UCLA reinstated a lecturer after it found his communications to students did not warrant a formal investigation, despite student petitions calling an email to students “tone-deaf” and insensitive.
Gordon Klein, a lecturer at the UCLA Anderson School of Management, will teach three courses remotely in the fall, including Management 108: “Business Law,” Management 120B: “Intermediate Financial Accounting II” and Management 127A: “Tax Principles and Policy.” Klein also taught two courses over the summer.
Klein was first put on paid administrative leave in June after he sent an email to students in his course, which questioned students’ suggestions of grading accommodations based on race.
On June 2, a group of non-Black students in Klein’s Management 127A class asked him over email to provide no-harm finals for Black students affected by nationwide protests against police brutality.
A no-harm final would include the exam grade only if it benefits the student. However, students’ grades in the course depended solely on the class’ final exam. Klein suggested he would not accommodate Black students in his class in an emailed response to the students on June 2.
“Remember that MLK famously said that people should not be evaluated based on the ‘color of their skin,’” Klein said in the email. “Do you think that your request would run afoul of MLK’s admonition?”
Klein also questioned the logistics of the students’ request, including how to identify students by race in an online class and if students from Minneapolis may be more upset than others.
“Are there any students that may be of mixed parentage, such as half black-half Asian?” Klein said in the email. “What do you suggest I do with respect to them? A full concession or just half?”
Two students created a petition calling for UCLA to fire Klein which stated that his email was “inappropriate, tone-deaf and highly insensitive.”
The students who made the petition to fire Klein declined to comment.
Klein said the School of Management put him on paid administrative leave June 3.
After UCLA put him on leave, a separate petition called on UCLA to apologize to and reinstate Klein, which has more than 75,000 signatures as of publication.
Klein’s leave also received national coverage, including a segment on “The Ingraham Angle,” a news and opinion talk show produced by Fox News.
On June 21, the School of Management notified Klein that UCLA was reinstating him, according to an email provided by Klein. The following day, the UCLA Discrimination Prevention Office told him it would not pursue a formal investigation into his email, Klein said.
UCLA declined to comment on why it chose to close the investigation. Lillie Hsu, a discrimination protection officer at UCLA, confirmed that the office decided against pursuing a formal investigation into Klein’s conduct in June.

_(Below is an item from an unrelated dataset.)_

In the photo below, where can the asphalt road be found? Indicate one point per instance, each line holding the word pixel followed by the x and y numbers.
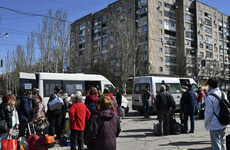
pixel 137 134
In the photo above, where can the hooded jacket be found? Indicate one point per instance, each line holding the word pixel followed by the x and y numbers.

When asked about Klein’s reinstatement, the Anderson School of Management said it is unable to comment on the matter because of confidentiality and privacy laws and concerns.
Cydni Willhite, a third-year English student, said over a direct message on Twitter that Klein’s emails were an obvious case of discrimination.

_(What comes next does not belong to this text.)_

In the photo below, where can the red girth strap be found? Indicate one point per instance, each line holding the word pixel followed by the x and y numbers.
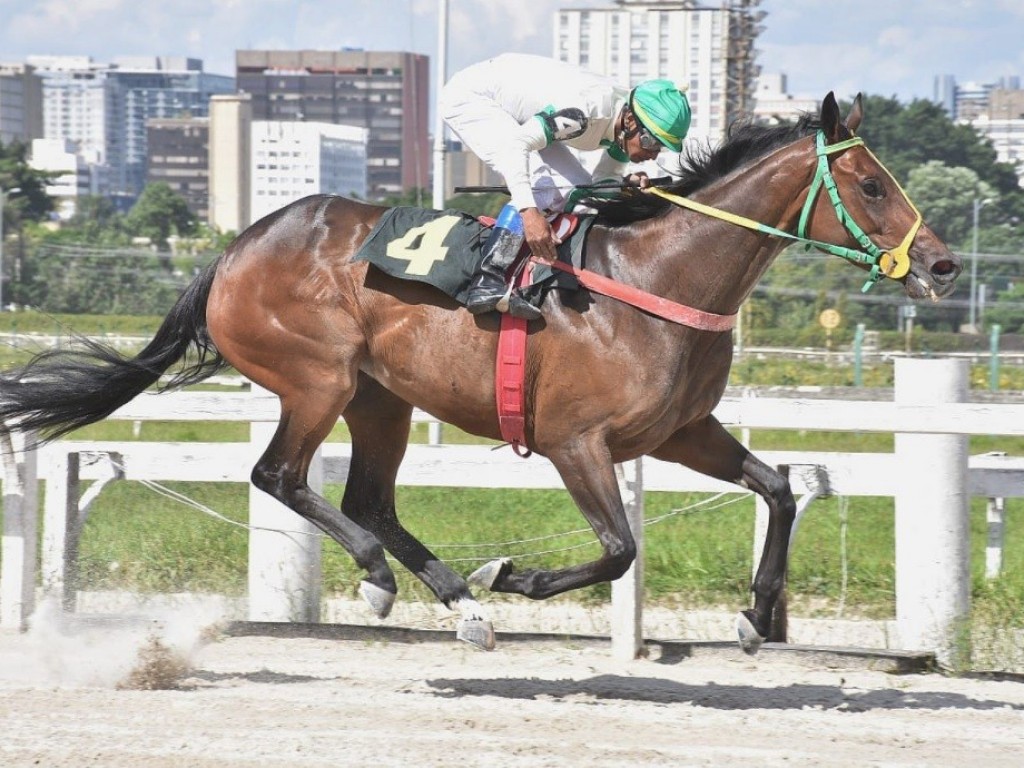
pixel 509 375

“You grow tired of educating willfully ignorant people on the subject of your oppression,” Willhite said. Willhite tweeted about Klein and his emails on June 2.
Klein said he followed instructions from the accounting department to follow normal accommodation procedures, which include accommodating a death or illnesses in the family, religious observance and following guidelines from the UCLA Center for Accessible Education.

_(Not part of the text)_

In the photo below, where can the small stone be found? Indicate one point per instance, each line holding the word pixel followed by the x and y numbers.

The management school declined to respond when asked to confirm whether the department asked its lecturers to follow normal final exam accommodations.
UCLA School of Law professor Eugene Volokh said Klein’s forced leave violated basic academic freedom principles. He added he could not find a UCLA policy that Klein violated with the email.
Volokh repeated a racial slur multiple times in a class earlier this year when teaching a First Amendment case.
“If somebody says, ‘Yes, I’ll give a grade to somebody because they’re Black that’s higher or lower,’ that’s clearly a violation of UCLA policies,” Volokh said. “One way of interpreting what (Klein) said is a position on race-based affirmative action, but, of course, a position on race-based affirmative action is fully protected speech.”
Although the DPO cleared the complaint against him, Klein said it did not reduce the backlash he faced on social media, adding that most complaints were from students who never had him as a teacher or individuals outside of the university.
“The 20,000 people who signed (the petition) saw a caricature of me,” Klein said.
Willhite said she was not shocked to hear Klein was returning to UCLA.
“I’m not surprised,” Willhite said in a statement. “Living in a world where the issues of minorities, especially Black people, are looked over and deemed as nonsense or invalid is typical, not to mention exhausting.”